Module 6: Design of Experiments (DOE) Implementation

• Choose between full factorial, fractional factorial, and response surface designs based on resource constraints and factor count.
• Randomize run order in DOE to minimize the impact of lurking variables and time-related effects.
• Include center points in factorial designs to detect curvature and assess process stability during experimentation.
• Code factor levels to standardized units to improve model interpretability and coefficient comparison.
• Use blocking to account for known sources of variation (e.g., batch, shift) that cannot be randomized.
• Replicate critical runs to estimate pure error and improve power in effect detection.

Module 7: Control and Monitoring Systems Integration

• Automate control chart updates using live data feeds to enable real-time process monitoring.
• Define out-of-control action plans (OCAPs) linked to specific statistical signals (e.g., runs, trends) for operator use.
• Integrate SPC alerts with manufacturing execution systems to trigger work orders or notifications.
• Balance sensitivity of control limits with false alarm rates to maintain operator trust in monitoring systems.
• Update control limits periodically using historical data while avoiding over-adjustment from transient shifts.
• Archive control chart templates and parameters for reuse in similar processes to ensure consistency.
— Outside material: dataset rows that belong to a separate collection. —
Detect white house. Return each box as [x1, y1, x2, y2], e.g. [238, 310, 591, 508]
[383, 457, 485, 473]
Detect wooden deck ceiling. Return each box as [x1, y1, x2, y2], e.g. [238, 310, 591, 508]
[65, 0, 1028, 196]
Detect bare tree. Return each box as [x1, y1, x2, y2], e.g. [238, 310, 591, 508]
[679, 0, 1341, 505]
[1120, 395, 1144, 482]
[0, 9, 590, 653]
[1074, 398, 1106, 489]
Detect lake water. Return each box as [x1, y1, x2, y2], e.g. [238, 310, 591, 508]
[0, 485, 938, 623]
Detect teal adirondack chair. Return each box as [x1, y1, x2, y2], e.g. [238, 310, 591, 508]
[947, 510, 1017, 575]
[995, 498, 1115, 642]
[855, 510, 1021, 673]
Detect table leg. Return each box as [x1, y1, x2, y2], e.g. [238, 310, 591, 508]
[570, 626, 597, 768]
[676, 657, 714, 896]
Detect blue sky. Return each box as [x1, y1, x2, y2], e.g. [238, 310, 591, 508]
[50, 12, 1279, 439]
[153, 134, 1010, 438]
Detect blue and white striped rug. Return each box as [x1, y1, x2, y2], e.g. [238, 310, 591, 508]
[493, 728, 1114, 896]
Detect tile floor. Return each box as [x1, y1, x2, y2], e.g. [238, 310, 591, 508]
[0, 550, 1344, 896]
Module 8: Governance, Change Management, and Knowledge Transfer

• Establish a center of excellence to maintain statistical analysis standards and software configuration baselines.
• Develop version-controlled templates for common analyses (e.g., capability studies, Gage R&R) to reduce variability in reporting.
• Conduct peer reviews of statistical reports to verify methodology and interpretation before decision-making.
• Train functional experts to interpret software outputs without requiring deep statistical expertise.
• Document deviations from standard analysis protocols and justify alternative approaches for audit purposes.
• Archive completed project files with raw data, scripts, and output to support future benchmarking and reanalysis.